Pescara, Auditorium Flaiano
Tradizioni e rinnovamento delle tradizioni: questo il punto focale dell’edizione 2009 di Etnomusic. Il programma presentato in cartellone avrebbe dovuto essere aperto e chiuso dalle esibizioni di due “grandi vecchi”, Maurice El-Medioni e Uccio Aloisi, per svilupparsi attraverso le soluzioni musicali di giovani protagonisti della world music attuale. Purtroppo un infortunio occorso al cantante salentino, gli ha impedito di esibirsi all’interno della rassegna pescarese e di chiudere, così, il cerchio “disposto” dal programma.
In questo senso sia l’esibizione di Mor Karbasi che il concerto di Hamilton de Hollanda hanno messo in luce come i musicisti delle nuove generazioni possano – e, forse, siano obbligati – a leggere e ad interpretare il lascito delle tradizioni. Se, da una parte, il percorso seguito da secoli di musica popolare si mantiene in maniera forte e precisa come punto di riferimento e linea guida, dall’altra è impossibile pensare che un trentenne brasiliano o una ragazza di origini israeliane che vive a Londra non siano esposti a influenze di straordinaria varietà, diverse, in modo persino stridente, dal canone e dagli obblighi della tradizione stessa.
E’ così, nessuna posizione precostituita o nessun purismo possono impedire di accettare l’evoluzione dei costumi musicali: soprattutto va preso in considerazione il gusto e l’equilibrio tra gli elementi posti in gioco, la sintesi e gli accostamenti. Equilibrio realizzato attraverso l’amore e il forte radicamento alle esperienze dei grandi maestri, ma, allo stesso tempo, anche attraverso l’utilizzo di forme provenienti dal jazz, dal pop e dalla canzone, dal recupero dell’improvvisazione e dalle nuove ed efficaci possibilità che offre a ciascun musicista. Sintesi, in una parola: la capacità di muoversi in modo equilibrato, come hanno dimostrato sia Hamilton de Hollanda che Mor Karbasi, diventa, se si vuole, l’obiettivo al quale tendere, il segno da tenere presente in un percorso di sintesi musicale.
Incontro di jazz, tradizioni popolari, ritmi e suoni di varia provenienza: in pratica è la lezione di Maurice El-Medioni, ormai consolidata da una lunga carriera.
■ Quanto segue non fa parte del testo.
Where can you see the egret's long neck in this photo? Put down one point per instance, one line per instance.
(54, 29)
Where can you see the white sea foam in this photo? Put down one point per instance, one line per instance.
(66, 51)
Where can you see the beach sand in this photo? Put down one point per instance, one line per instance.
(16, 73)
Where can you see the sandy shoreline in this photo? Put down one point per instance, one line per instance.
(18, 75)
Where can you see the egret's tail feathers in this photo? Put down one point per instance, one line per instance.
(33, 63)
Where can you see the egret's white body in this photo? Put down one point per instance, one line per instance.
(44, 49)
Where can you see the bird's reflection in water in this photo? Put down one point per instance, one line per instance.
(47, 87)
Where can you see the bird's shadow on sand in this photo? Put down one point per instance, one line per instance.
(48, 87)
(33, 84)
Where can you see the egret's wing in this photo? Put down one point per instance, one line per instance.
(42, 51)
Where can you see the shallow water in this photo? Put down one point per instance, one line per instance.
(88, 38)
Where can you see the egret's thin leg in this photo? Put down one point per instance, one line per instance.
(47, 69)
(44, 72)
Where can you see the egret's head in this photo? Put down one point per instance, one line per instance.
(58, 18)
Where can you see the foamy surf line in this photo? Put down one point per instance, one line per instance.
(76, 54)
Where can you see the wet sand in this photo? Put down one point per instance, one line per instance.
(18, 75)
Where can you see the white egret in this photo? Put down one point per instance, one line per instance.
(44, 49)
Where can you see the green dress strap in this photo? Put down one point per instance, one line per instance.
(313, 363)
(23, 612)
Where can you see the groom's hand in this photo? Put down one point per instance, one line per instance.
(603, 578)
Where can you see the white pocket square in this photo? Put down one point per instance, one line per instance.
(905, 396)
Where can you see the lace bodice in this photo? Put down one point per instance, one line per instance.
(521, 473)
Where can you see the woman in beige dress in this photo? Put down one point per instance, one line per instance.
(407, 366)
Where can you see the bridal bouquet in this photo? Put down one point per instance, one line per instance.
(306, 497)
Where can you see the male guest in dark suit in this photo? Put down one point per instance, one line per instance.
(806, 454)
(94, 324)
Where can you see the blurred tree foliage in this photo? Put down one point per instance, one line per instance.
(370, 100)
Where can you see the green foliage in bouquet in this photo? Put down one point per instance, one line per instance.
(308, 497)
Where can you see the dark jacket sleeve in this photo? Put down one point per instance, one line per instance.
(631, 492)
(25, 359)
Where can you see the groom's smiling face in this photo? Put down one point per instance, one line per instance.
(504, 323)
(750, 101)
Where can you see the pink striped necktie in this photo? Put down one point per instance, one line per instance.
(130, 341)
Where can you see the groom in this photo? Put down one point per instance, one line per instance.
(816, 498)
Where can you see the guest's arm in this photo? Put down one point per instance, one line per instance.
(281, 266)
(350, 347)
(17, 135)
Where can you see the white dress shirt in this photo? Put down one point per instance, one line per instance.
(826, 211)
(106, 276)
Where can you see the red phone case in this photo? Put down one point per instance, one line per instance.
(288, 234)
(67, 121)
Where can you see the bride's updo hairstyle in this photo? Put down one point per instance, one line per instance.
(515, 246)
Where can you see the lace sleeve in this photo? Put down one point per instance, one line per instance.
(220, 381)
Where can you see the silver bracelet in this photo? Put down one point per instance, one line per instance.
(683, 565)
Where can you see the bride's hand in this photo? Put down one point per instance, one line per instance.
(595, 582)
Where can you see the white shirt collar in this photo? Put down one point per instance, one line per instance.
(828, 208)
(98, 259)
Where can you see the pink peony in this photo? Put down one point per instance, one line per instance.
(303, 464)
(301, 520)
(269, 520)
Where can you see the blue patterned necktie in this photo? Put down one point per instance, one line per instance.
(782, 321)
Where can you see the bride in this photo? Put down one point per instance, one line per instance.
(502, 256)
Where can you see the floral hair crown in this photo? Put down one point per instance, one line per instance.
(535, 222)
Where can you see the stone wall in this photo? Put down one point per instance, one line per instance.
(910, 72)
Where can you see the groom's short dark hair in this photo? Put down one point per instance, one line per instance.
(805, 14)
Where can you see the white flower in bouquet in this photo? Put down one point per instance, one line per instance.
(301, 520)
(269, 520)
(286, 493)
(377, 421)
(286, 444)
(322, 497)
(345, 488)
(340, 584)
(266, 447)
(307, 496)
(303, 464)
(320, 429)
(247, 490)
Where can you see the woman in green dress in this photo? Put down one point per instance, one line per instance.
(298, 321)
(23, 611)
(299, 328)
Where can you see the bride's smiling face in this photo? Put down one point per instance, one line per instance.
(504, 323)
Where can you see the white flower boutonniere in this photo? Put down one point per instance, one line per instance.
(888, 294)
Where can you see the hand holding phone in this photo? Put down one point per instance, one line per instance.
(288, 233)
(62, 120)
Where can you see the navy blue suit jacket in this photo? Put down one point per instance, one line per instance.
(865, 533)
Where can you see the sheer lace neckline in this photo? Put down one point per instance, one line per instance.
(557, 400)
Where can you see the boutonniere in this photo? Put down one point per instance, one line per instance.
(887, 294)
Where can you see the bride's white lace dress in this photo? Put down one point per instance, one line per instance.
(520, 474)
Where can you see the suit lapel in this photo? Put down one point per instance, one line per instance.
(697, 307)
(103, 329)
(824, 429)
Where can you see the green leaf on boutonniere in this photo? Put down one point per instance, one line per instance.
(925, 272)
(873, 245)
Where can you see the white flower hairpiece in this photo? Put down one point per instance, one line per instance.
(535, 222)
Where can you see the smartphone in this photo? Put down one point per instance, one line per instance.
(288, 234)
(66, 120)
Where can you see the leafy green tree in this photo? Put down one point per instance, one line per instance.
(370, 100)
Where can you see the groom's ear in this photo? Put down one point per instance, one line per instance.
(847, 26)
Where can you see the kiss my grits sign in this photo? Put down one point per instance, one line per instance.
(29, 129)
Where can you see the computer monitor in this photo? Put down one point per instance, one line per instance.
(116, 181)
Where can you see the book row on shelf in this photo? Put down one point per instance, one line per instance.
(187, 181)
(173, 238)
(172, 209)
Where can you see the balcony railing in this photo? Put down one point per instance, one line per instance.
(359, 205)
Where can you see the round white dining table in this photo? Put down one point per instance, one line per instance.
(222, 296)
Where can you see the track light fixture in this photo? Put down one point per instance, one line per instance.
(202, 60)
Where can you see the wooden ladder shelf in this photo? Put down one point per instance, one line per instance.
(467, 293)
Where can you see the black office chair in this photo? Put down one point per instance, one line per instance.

Il pianista, a sua volta, innesta sula radice di partenza della musica popolare arabo-andalusa e del rai i principi improvvisativi del jazz, accenti di ritmi cubani, il riferimento ai tanti pianisti della tradizione di New Orleans. Si riconosce nei testi, nei ritmi e nelle atmosfere l’origine algerina, ma si sente anche la residenza francese, l’ascolto variegato da mille influenze. E il risultato finale evidenzia una singolare coincidenza di risultati con le sonorità del Buena Vista Social Club, altra esperienza felice e aperta alle sintesi.
I Tekameli hanno offerto una prova più vicina al dettato della tradizione, ma anche in questo caso si tratta di sintesi e di incontro tra esperienze diverse che uniscono, da un lato, il mondo dei gitani – a partire dalla visione di Django Reinhardt per arrivare alle espressioni più attuali e conosciute – e, dall’altro, la spiritualità e il lirismo della tradizione religiosa spagnola. Peraltro, dal punto di vista musicale, il mondo sonoro dei gitani è di per sé uno dei terreni più fertili dell’intera storia musicale umana, vera e costante convergenza delle influenze espressive presenti nei tanti territori attraversati dalle famiglie gitane, nel corso della storia.